Re: [PATCH v2 00/13] Dynamic Kernel Stacks
From: H. Peter Anvin
Date: Sat Apr 25 2026 - 05:52:35 EST
On 2026-04-24 12:41, Dave Hansen wrote:
> On 4/24/26 12:14, David Stevens wrote:
>> The question is then: is this approach something that is fundamentally
>> untenable in the kernel
>
> Yes. Fundamentally untenable.
>
> Not allowing stack faults has been a wonderful simplification. It's one
> of those things that just plain makes the kernel easier to maintain.
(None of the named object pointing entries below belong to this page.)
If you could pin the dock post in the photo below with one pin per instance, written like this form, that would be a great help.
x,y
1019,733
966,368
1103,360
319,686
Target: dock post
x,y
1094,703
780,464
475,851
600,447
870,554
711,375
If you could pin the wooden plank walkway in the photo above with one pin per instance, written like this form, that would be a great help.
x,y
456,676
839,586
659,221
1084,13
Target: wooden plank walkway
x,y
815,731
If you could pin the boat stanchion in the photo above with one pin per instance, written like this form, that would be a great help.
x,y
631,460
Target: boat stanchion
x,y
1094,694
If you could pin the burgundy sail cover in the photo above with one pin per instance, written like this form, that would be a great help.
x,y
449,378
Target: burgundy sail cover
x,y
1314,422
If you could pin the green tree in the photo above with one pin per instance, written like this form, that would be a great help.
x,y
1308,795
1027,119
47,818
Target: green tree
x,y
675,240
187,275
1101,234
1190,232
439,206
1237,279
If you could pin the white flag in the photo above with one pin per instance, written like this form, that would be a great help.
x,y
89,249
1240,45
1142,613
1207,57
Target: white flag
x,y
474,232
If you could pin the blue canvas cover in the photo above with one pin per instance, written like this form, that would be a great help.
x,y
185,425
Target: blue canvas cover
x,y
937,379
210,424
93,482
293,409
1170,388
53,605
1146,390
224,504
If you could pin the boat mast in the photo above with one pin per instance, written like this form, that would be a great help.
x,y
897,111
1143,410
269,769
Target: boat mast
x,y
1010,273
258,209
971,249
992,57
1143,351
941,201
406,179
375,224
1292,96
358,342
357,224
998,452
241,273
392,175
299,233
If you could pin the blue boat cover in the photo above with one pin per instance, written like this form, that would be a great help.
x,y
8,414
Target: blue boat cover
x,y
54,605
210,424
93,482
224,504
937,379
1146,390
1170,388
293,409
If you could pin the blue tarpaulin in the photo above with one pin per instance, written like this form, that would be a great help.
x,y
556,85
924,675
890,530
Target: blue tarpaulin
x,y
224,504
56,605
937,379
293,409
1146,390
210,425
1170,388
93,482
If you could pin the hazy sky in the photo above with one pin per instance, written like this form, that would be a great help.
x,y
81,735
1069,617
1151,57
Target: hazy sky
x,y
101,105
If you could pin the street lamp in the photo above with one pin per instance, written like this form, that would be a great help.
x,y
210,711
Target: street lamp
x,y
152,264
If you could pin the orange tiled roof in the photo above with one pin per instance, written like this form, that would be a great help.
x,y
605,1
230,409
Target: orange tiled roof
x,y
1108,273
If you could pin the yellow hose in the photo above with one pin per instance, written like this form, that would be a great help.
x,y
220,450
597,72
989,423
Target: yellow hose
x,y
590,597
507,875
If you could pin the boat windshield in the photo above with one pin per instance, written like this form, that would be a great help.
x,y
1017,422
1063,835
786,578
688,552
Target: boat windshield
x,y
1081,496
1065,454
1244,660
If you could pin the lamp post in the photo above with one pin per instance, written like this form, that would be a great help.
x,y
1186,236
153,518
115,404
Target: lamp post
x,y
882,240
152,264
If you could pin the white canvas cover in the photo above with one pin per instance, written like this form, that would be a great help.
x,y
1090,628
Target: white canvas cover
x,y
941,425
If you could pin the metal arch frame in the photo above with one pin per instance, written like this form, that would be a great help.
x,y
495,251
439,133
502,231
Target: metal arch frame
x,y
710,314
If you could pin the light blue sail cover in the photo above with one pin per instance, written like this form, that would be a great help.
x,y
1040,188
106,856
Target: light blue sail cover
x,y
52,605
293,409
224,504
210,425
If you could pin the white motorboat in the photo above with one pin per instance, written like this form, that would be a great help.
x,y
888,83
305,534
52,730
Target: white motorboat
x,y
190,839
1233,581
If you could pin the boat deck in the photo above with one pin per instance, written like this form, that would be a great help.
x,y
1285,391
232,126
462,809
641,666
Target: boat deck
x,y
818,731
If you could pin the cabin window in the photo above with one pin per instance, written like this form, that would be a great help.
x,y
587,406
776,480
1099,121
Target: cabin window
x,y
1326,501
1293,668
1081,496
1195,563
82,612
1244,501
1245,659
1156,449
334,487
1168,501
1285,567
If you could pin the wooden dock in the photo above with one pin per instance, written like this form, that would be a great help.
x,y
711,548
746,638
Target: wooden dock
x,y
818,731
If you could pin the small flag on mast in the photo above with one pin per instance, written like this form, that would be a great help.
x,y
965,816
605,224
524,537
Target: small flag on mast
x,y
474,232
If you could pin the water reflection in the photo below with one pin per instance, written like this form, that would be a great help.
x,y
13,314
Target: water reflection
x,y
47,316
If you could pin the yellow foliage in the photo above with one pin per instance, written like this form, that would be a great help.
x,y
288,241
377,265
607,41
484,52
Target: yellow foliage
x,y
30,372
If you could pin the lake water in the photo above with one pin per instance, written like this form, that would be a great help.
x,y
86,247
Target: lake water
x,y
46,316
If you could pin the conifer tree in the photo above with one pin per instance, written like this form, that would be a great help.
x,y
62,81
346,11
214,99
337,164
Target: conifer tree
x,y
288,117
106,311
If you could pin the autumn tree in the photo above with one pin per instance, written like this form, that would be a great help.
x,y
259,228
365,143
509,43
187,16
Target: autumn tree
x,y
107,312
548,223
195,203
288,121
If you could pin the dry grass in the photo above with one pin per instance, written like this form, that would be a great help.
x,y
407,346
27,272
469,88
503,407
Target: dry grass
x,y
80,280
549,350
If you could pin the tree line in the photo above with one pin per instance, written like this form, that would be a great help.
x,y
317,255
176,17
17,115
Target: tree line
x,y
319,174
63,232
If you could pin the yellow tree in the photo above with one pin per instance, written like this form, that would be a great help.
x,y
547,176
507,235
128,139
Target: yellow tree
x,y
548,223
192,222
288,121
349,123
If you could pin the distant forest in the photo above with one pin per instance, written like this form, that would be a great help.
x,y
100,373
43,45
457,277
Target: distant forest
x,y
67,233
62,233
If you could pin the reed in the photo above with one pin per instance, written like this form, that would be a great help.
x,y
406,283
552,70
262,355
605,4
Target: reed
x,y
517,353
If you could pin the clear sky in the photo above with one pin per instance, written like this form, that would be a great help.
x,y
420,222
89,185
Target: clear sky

> Saving low single digits of system memory is not exactly making me eager
> to go back to the harder-to-maintain days.
>
> I seriously doubt that this 1% is the lowest hanging fruit for memory
> bloat on these systems. ;)
It is worth noting that this was one of the VERY early design decisions that
has shaped Linux from the beginning:
- No swapping of kernel memory
- Kernel stacks are statically allocated
- Physical RAM is mapped into the kernel at all times
- A "monolithic" kernel using function calls, not message passing
- A kernel interface that closely maps to the low-level application API
(e.g. each user space thread is a kernel thread.)
- Kernel ABIs and APIs are subject to evolution; stability is only guaranteed
in user space.
Those design decisions are, by and large, what has made Linux Linux: a
relatively simple, highly performant, and reliable system.